Step 3 – Extracting sense labels

The Emoji Dictionary lists sense labels for each emoji which were obtained through its crowdsourced data collection platform, while the Unicode Consortium lists intended meanings for each emoji as keywords, but without any part-of-speech tags. The two resources thus carry complementary information about emoji meanings necessary to create a sense label. EmojiNet follows the procedure illustrated in Figure 2 to extract emoji sense labels using the two resources. For each emoji, EmojiNet extracts all the emoji sense labels listed in The Emoji Dictionary. This resulted in a total of 31,944 sense labels. For each of the 6,057 keywords for emoji listed in the Unicode Consortium website, it then generates three sense labels using the three part-of-speech tags; noun, verb, and adjective. That means, for a keyword listed in the Unicode Consortium website such as face, EmojiNet generates the three sense labels face(N), face(V), and face(A) as shown in Figure 2. We selected only three part-of-speech tags as they were the only part-of-speech tags supported by The Emoji Dictionary and other emoji sense inventories (?).

Following the above step, a total of 18,171 sense labels for the 6,057 keywords are created.

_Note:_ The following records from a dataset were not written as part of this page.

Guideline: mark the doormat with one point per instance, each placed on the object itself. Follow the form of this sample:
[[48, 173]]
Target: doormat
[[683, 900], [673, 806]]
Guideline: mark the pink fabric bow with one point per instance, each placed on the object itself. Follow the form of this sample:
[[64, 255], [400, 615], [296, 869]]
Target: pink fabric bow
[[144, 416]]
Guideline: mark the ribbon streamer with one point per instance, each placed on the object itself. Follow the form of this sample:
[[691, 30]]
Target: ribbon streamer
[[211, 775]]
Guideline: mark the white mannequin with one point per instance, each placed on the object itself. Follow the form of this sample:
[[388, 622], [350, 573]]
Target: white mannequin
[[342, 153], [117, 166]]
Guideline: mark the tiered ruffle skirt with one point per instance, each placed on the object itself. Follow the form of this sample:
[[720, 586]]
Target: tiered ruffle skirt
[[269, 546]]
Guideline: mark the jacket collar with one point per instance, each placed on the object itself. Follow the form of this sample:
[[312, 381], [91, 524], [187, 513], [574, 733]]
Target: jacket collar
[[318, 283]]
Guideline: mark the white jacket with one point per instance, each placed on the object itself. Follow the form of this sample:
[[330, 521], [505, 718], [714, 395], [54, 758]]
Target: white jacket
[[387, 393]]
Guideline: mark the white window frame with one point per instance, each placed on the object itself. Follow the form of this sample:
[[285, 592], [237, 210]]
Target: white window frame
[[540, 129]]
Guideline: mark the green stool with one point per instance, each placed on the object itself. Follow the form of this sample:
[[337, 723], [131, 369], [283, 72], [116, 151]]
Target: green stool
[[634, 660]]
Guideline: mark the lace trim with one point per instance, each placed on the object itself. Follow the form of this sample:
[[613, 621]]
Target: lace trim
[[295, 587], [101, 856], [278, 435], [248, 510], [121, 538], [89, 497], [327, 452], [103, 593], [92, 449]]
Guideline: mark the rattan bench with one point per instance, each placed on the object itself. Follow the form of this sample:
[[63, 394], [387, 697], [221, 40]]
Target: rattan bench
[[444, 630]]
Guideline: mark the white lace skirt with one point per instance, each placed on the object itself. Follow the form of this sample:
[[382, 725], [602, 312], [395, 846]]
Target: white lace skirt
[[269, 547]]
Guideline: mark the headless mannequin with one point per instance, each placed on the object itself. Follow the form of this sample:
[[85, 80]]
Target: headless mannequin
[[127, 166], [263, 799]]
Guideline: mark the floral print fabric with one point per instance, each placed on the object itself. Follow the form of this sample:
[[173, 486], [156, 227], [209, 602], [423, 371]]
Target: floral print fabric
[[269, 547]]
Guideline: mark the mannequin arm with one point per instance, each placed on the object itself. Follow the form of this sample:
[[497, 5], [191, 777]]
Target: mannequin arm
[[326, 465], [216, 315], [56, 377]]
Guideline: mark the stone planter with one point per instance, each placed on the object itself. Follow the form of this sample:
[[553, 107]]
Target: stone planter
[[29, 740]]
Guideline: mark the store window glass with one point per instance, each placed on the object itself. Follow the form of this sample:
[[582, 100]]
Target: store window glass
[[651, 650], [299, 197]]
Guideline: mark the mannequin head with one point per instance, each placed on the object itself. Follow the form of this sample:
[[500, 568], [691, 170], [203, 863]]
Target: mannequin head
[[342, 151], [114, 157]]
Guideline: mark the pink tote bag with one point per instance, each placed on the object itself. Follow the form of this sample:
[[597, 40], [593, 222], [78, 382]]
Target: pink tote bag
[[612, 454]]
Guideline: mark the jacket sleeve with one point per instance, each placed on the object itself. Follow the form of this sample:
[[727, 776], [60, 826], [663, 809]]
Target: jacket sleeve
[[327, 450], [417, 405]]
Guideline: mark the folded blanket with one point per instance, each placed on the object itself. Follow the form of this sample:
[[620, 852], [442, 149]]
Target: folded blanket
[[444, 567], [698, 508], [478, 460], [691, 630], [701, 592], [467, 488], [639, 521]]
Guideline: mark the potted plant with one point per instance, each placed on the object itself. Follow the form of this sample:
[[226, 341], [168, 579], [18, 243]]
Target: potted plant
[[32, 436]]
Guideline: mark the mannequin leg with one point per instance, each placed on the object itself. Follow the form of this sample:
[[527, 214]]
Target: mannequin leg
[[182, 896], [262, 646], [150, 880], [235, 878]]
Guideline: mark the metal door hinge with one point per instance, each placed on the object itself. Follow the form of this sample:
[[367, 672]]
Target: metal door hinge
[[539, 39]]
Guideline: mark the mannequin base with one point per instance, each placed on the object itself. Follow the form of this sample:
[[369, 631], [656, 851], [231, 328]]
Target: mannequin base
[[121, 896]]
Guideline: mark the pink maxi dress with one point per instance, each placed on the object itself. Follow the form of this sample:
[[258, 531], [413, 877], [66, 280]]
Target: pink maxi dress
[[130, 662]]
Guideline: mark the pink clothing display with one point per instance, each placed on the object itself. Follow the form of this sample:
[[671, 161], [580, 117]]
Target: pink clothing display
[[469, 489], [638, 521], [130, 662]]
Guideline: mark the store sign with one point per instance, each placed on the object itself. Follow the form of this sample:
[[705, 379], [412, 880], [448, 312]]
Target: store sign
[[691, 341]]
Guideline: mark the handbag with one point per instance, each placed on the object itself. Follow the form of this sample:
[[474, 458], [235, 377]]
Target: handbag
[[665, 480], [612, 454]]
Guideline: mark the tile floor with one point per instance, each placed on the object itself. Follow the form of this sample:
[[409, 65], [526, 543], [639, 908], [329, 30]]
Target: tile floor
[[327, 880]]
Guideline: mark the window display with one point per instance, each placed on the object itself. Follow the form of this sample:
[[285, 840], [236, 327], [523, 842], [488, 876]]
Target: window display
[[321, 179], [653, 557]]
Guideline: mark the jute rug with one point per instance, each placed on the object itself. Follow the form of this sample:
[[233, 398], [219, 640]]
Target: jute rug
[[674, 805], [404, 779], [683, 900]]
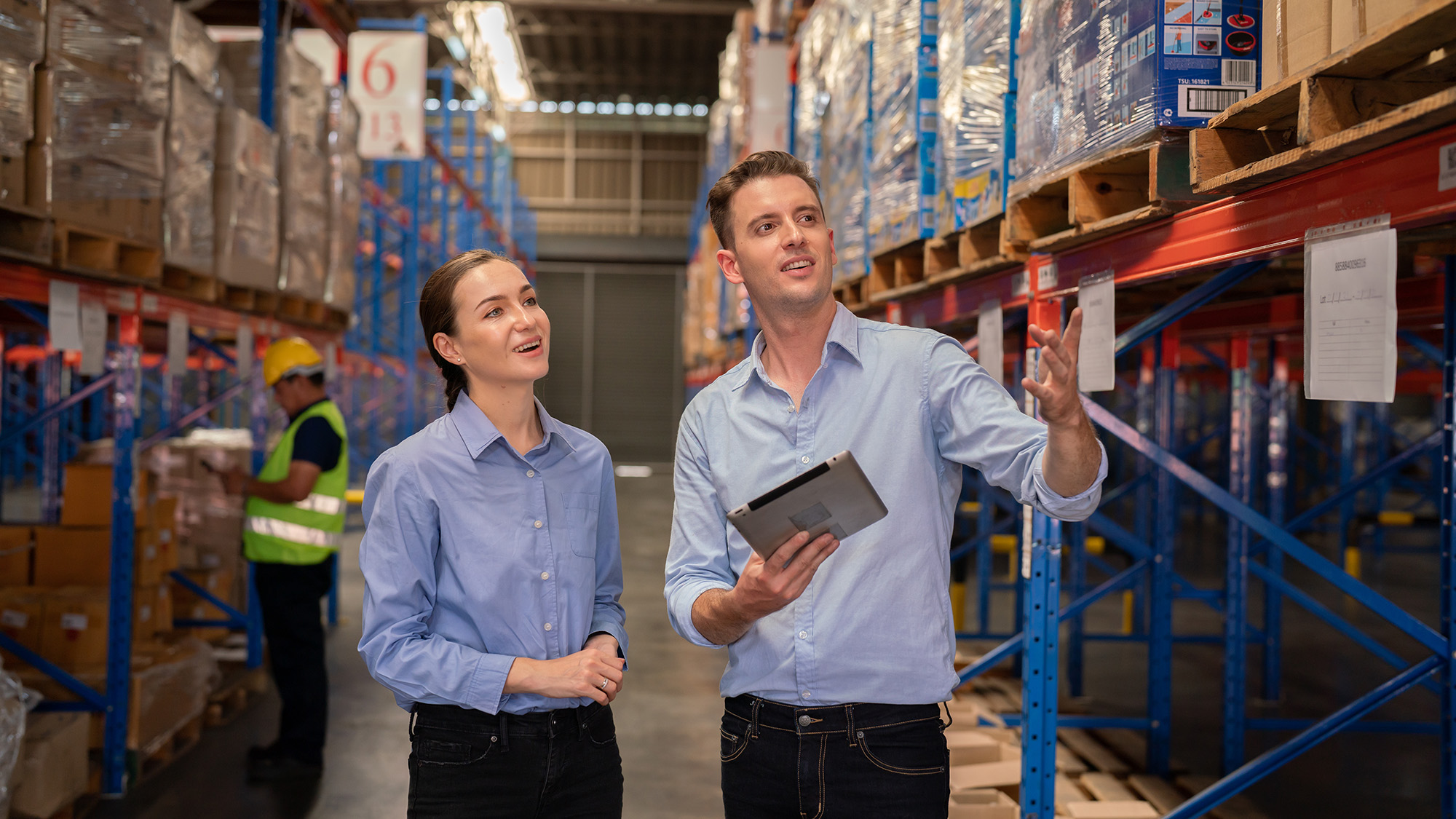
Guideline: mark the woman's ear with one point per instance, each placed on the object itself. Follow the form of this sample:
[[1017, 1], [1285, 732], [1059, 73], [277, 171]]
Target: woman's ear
[[446, 347]]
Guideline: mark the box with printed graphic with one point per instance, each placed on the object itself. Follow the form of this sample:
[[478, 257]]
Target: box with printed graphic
[[1100, 76]]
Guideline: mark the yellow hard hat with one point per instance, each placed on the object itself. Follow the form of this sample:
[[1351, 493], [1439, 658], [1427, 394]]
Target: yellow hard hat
[[290, 357]]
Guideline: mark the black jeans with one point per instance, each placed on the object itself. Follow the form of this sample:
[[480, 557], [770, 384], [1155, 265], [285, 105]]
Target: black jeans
[[293, 624], [468, 764], [834, 761]]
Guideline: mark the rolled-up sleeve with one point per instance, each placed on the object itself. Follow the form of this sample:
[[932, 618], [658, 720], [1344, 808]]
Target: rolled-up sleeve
[[698, 554], [978, 423], [608, 614], [398, 554]]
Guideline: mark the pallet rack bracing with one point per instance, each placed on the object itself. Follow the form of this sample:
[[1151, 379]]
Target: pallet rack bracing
[[1216, 248]]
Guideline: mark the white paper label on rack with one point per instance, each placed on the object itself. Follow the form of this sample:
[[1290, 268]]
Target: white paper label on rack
[[245, 352], [65, 318], [177, 344], [94, 339], [989, 352], [1350, 312], [1447, 168], [1097, 368]]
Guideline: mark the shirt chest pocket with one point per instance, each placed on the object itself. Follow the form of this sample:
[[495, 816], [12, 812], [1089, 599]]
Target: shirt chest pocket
[[582, 522]]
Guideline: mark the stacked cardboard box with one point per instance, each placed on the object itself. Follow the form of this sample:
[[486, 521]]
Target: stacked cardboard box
[[98, 155], [346, 177], [23, 46], [189, 225]]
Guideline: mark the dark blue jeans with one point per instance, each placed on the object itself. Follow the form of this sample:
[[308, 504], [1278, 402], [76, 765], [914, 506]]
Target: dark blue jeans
[[474, 765], [835, 761]]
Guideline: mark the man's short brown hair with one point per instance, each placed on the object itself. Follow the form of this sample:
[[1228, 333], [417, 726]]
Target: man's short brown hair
[[756, 167]]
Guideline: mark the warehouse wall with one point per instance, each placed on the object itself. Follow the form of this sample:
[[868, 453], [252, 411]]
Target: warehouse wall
[[615, 355]]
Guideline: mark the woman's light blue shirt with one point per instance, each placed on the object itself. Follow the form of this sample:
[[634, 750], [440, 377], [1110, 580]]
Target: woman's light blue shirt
[[475, 554]]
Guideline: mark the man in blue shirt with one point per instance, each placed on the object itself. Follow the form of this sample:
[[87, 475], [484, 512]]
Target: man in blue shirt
[[841, 653]]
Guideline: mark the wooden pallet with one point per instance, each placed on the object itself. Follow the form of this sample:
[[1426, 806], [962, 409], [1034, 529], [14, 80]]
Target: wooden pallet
[[25, 235], [248, 299], [851, 292], [104, 256], [1390, 85], [970, 251], [190, 283], [896, 273], [240, 689], [162, 751], [1104, 196]]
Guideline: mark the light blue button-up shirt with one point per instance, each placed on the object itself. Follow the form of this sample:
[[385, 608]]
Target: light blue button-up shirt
[[874, 625], [475, 555]]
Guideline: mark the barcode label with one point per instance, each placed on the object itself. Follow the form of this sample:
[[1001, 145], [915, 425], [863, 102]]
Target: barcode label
[[1206, 101], [1240, 74], [1447, 174]]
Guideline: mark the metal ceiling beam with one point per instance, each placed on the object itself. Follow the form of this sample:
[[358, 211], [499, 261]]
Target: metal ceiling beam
[[713, 8]]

Next, EmojiNet combines the sense labels from the two resources into a pool of sense labels, totaling 50,115 sense labels in the pool. However, not all senses in the pool of sense labels are valid. For example, the sense label face(A) is invalid as the word face cannot be used as an adjective in the English language. To filter out invalid sense labels from the sense label pool, EmojiNet validates each sense label in the pool against the valid sense labels in BabelNet sense inventory. During this validation process, a total of 21,779 sense labels were discarded from the sense label pool where 10,848 of them were extracted from The Emoji Dictionary and 10,931 of them were generated from the Unicode Consortium keywords. The above filtering step leaves 28,336 valid sense labels in the sense label pool. We also noticed that there are a lot of sense labels in the pool that do not represent valid meanings for certain emoji. For example, for the emoji emoji, thus we remove such instances. Most of such invalid sense labels were extracted from The Emoji Dictionary, and due to non availability of input validation methods in The Emoji Dictionary website, those being ended up adding to Emoji Dictionary’s sense inventory. With the help of two human annotators, we were able to remove a total of 15,432 such sense labels. The remaining 12,904 sense labels are ready to be assigned their sense definitions using BabelNet, as described next.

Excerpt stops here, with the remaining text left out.